One of the biggest claims made by DeFi proponents is that this new financial technology will disrupt traditional banking. In the extreme case, they say DeFi would completely disintermediate (cut out the middleman) in financial transactions, to be replaced by decentralized peer-to-peer networks.
But if DeFi is so powerful, why don’t banks just co-opt the technology and offer it?
“We’re definitely seeing traditional financial institutions take advantage of blockchain and distributed ledger technology more and more,” says YieldFarming.com’s Malka. “You will see this really accelerate in the next few years as all these traditional institutions recognize the inherent security of being on the blockchain.”
Malka expects banks to create various DeFi products “to remain competitive and relevant.”
“You can easily imagine a scenario where a traditional bank creates yield farming opportunities for its clients to participate in,” he says.
But such a switch would be easier on paper than in practice due to the regulatory burden, says CEX.IO’s Lutskevych, creating complications for traditional companies that even want to do so.

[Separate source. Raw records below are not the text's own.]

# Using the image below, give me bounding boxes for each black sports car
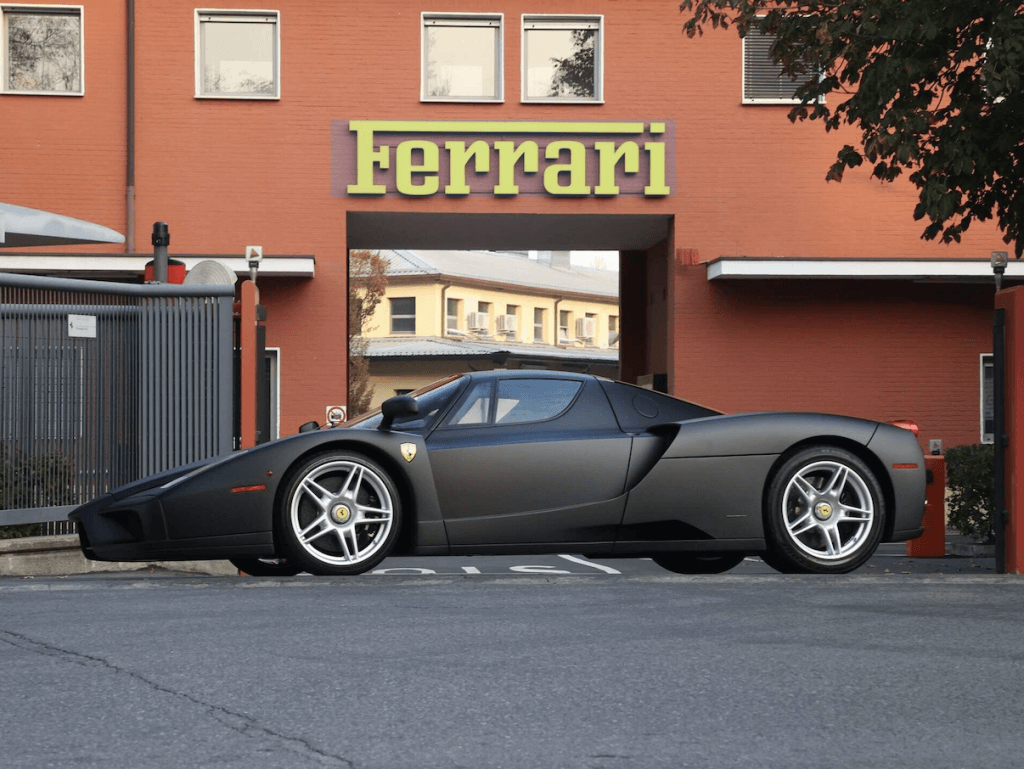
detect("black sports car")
[71,371,925,574]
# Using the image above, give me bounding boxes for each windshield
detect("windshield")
[344,374,464,435]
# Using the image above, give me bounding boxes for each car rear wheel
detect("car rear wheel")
[765,445,886,574]
[227,558,302,576]
[278,452,401,574]
[651,553,743,574]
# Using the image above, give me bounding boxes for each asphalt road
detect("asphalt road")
[0,555,1024,769]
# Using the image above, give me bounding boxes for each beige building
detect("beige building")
[362,251,618,407]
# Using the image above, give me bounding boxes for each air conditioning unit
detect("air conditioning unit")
[577,317,597,339]
[498,315,519,334]
[466,312,489,331]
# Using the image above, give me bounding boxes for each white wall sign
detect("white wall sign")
[68,315,96,339]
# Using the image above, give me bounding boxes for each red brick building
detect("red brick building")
[0,0,1018,447]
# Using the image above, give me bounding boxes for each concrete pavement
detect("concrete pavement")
[0,532,995,576]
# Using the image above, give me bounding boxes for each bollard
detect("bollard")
[906,457,946,558]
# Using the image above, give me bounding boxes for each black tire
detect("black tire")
[765,445,887,574]
[651,553,743,574]
[227,558,302,576]
[275,452,401,575]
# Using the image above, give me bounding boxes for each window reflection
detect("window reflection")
[423,16,501,99]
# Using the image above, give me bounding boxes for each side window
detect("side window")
[495,379,582,425]
[0,5,85,96]
[196,10,281,99]
[449,382,495,426]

“Blockchain technology integration would require review of many well-established processes and open them up to additional risks,” he says. “Furthermore, subject to regulation, these institutions would need approvals for these activities from regulators.”
Those looking to get started in DeFi, beyond the basics of cryptocurrency trading, should proceed carefully and ensure they are working with a trusted counterparty. Although the returns offered by DeFi are attractive, don’t let the potential return blind you to the other risks. A downdraft in the crypto markets could quickly wipe out any small gains from yield farming, and outright scams or theft could wipe out your crypto wealth even faster.